いけだじゅん『スクぱ!』

スクぱ! 1 (バーズコミックス)

スクぱ! 1 (バーズコミックス)

連載:『コミックMAGNA』(2007〜2008年)
単行本:幻冬社BIRZ COMICS(2007〜2008年) 全2巻


 『ごむまり』の作者でもある、いけだじゅんが、webコミック誌の『MAGNA』にて描いた作品。同誌の休刊に至るまで、全21話かけて描かれたが、正規の単行本(全2巻)に収録されたのは16話までで、その後の話をまとめた「3巻」は同人誌として発行された(ちなみに、今でもまだMAGNAのホームページで17話以降の話を読むことは可能)。昨今の作者は『まんがタイム』系の雑誌などで活躍中。
 主人公は、女子高生の天木青空(あまぎ・そら)。常にポジティブ&アグレッシブな青空にとって学校は「遊び場(Park)」であり、いつもクラスメイト達を巻き込みながら、様々な即興ゲーム(勝負事)を楽しんでいる。
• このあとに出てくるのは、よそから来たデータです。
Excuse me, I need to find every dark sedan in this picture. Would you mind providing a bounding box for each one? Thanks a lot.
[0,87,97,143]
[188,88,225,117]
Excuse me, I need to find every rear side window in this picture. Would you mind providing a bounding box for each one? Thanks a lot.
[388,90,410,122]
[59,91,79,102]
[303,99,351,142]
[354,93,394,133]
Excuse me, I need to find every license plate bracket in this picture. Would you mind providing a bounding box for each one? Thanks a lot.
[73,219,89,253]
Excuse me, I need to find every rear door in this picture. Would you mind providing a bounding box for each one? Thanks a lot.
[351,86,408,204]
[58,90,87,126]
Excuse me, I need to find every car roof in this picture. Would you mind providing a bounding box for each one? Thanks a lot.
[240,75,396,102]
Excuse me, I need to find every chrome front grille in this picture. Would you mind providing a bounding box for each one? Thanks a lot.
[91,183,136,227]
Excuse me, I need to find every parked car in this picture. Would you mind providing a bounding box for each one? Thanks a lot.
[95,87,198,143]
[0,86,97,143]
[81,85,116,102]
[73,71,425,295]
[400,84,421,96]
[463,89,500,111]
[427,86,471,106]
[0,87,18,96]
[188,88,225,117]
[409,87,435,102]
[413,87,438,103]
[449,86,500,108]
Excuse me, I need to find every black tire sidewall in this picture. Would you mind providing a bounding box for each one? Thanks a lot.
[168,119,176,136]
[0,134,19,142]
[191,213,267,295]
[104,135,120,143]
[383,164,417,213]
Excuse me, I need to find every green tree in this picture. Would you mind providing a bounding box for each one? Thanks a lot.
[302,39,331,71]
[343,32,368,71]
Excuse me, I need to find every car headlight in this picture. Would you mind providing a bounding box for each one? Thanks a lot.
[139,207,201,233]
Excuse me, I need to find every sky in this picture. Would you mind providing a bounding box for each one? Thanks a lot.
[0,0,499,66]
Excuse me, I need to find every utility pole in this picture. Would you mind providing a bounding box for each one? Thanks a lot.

そんな彼女を取り巻く、テニス部所属で世話好きの緒川遥希(はるき)、優等生なのにネガティブ志向な大宮楓子(ふうこ)、小柄で料理上手な新井美日夏(みにか)、漫研所属の眼鏡少女・三崎奈直(ななお)といった面々が、青空に振り回されながらも、学校生活を楽しんでいく様子が描かれる。
 全体的なノリは『ごむまり』と同様の、近年の萌え系四コマ誌に見られるような「学園まったり系」である。1巻の最後でちょい百合的展開が入ったり、2巻では男子生徒とほんの少しだけ接近したりする話もあるが、本格的な恋愛描写に発展することはなく、あくまで「友情」の枠内で話を収めている点が、私の中では好印象。こういうノリの漫画で、安易に長々と百合ネタを引っ張るのは好きではないのですよ、私は。
 テニス描写に関しては、第一話で緒川と青空が「テニスラケットを使った学内ゴルフ」という謎のゲームで勝負する話があるものの、まともにテニスが描かれる場面はほぼ皆無である。せっかくだから、『ごむまり』の時の経験を生かして、もう少し遥希のテニス部設定を使って欲しかったとも思うのだが、逆にネタがカブることを回避する思惑もあったのかもしれない。まぁ、本作品のコンセプトを考えれば、無理に入れる必要もないしね。
 さすがに本業がイラストレーター(?)なので、絵は上手いと思うし、漫画としてもテンポよく読める構成だと思う。それぞれの話のオチは弱いと思うが、そこも含めて「まったり感」を楽しむ漫画だと思えば、これはこれで悪くない。